I’m saddened that it takes a death sentence to make us think about government-sponsored dying. But, as you might expect, the recent sentencing to death of the Cheshire home-invasion monster Joshua Komisarjevsky has prompted a spate of well-deserved hand-wringing over the paradox of a blue state engaging in culturally conservative behavior.
I was born and raised in red-state Texas and believe passionately in law and order, but I’ve long been opposed to the death penalty, not out of sympathy for the victim — who in all cases is a convicted murderer — but on libertarian grounds: How can people who say they believe in small government cheer the state as its grinding bureaucratic machinery systematically puts one of its own citizens to death?
And I am unmoved by capital-punishment opponents such as The Hartford Courant, which lamented in an editorial this morning that the death penalty isn’t administered fairly and that it winds up being more expensive than life-without-parole because of the extensive appeals process. I’m not even swayed by the position, also trotted out by The Courant in that same editorial, that the motivation for capital punishment is more rooted in revenge that justice.

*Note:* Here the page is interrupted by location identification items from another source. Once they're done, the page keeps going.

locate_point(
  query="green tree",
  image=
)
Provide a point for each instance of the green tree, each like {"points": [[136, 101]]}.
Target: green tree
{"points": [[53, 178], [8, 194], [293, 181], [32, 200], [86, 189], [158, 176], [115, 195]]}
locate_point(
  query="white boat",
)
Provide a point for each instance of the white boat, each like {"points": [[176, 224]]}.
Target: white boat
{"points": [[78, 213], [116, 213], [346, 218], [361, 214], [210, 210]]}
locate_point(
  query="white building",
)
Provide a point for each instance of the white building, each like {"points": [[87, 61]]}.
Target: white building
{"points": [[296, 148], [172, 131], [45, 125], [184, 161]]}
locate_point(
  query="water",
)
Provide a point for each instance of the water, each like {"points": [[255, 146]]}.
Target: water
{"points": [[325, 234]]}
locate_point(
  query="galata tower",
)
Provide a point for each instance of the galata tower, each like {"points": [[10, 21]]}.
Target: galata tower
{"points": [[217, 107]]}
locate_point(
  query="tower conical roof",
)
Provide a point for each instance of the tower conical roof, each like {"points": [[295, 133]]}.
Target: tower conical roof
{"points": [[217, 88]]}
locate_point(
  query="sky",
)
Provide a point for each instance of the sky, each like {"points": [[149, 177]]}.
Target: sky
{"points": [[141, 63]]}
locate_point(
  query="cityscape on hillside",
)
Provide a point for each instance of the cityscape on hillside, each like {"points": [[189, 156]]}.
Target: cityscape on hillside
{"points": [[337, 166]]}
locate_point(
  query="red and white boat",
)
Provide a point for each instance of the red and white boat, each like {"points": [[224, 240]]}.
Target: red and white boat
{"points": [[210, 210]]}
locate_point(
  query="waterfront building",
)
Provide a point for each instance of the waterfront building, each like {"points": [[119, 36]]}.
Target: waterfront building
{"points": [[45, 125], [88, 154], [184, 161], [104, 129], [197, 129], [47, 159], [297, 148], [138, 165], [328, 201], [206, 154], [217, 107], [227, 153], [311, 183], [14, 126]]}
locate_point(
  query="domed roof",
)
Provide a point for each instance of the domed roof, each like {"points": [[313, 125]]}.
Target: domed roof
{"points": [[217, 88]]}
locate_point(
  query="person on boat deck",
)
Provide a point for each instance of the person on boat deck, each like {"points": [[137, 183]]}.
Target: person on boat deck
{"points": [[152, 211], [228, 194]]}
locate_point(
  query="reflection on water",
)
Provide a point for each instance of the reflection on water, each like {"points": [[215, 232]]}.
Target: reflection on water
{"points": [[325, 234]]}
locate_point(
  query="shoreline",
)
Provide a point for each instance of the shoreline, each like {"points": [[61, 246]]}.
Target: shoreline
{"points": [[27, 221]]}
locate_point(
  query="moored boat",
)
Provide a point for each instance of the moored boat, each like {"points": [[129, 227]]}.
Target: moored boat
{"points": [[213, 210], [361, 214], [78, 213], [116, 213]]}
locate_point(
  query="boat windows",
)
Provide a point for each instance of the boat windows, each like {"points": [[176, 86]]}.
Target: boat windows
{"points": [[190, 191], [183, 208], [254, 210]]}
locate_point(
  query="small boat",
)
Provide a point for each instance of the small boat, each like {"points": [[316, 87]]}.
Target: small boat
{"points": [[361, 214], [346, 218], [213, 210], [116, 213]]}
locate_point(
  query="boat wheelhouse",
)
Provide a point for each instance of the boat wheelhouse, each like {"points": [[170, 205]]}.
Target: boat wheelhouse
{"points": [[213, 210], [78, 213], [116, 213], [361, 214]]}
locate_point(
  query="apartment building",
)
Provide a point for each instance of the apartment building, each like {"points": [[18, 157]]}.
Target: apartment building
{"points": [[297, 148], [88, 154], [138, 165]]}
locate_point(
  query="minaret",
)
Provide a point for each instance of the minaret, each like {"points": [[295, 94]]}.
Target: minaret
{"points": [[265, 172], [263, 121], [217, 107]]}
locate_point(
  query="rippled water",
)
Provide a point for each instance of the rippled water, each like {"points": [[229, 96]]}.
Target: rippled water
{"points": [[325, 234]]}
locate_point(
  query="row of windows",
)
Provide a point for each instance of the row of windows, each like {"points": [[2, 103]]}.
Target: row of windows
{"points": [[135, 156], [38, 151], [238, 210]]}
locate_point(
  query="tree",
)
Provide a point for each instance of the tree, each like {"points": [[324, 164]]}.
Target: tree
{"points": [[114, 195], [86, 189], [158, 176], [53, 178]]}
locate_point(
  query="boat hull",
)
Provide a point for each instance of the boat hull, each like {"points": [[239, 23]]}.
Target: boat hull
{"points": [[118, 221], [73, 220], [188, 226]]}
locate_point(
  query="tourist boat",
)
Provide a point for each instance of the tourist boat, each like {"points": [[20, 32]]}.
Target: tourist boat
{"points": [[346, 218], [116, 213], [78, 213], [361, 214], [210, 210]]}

Like death penalty advocates, I find all those arguments largely irrelevant, but for an entirely different reason. For in capital punishment we are confronted by the barbaric specter of a government doctor administering a lethal injection to a convicted killer. And, in giving the state the sacred authority to do so, we are party to a behavior that is even more barbaric — and potentially more frightening — than that of the perpetrator.
Any state that allows the government to decide who lives and who dies has a lot of soul-searching to do. So let’s start at home, eh?